In [1]:
%autosave 15

Autosaving every 15 seconds


# i. Curse of Dimensionality

The **Curse of Dimensionality** refers to various phenomena that arise when analyzing and organizing data in high-dimensional spaces that do not occur in low-dimensional settings such as the three-dimensional physical space of everyday experience. It gives rise to following problems:

**i.** **Increase in Computation time:** Majority of the machine learning algorithms rely on the calculation of distances for model building and as the number of dimensions increases it becomes more and more **computation-intensive** to create a model out of it.


**ii.** **Hard (or almost impossible) to visualise the relationship between features:** We as humans are bound by the perception of a max of three dimensions. We can't comprehend things beyond three dimnesions. Say, we have 1000 features in the dataset. That results in a total (1000\*999)/2= 499500 combinations possible for creating the 2-D graph.

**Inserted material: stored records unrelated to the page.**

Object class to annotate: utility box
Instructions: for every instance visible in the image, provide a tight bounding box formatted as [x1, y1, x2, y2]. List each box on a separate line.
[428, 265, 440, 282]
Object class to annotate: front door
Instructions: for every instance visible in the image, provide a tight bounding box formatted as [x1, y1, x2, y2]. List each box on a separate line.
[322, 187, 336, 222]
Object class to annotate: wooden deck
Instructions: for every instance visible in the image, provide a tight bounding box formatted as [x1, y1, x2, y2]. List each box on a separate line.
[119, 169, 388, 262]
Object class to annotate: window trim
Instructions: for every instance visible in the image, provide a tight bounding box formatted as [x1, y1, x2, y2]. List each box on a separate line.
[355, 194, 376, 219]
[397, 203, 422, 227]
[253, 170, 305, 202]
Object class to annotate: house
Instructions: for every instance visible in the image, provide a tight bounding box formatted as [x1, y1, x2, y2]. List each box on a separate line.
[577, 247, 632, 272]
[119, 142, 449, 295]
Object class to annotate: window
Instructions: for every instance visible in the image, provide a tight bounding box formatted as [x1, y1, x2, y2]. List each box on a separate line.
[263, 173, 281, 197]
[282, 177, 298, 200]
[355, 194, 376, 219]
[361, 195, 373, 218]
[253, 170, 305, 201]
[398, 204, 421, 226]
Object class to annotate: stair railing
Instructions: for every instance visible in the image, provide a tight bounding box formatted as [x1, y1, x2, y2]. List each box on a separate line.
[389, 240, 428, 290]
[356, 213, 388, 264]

Questions that need to be asked at this point:

- Are all the features really contributing to decision making?
- Is there a way to come to the same conclusion using a lesser number of features?
- Is there a way to combine features to create a new feature and drop the old ones?
- Is there a way to remodel features in a way to make them visually comprehensible?

Dimensionality reduction techniques such as PCA, waltz in as our saviour.

# ii PCA (Principal Component Analysis).

**PCA (Principal Component Analysis)** is a dimensionality reduction technique -- not an elimination one -- using which we can reduce the number of features to be used for building the models without losing a significant meaning (or variation) of the data. 

**It essentially reduces the degree of freedom of the dataset avoiding chances of overfitting.** 

**General Idea:** Here in PCA, the general idea is to take couple of features at a time and workaroud them in such a way that they can be represented by lesser number of features without losing too much variation from the original dataset.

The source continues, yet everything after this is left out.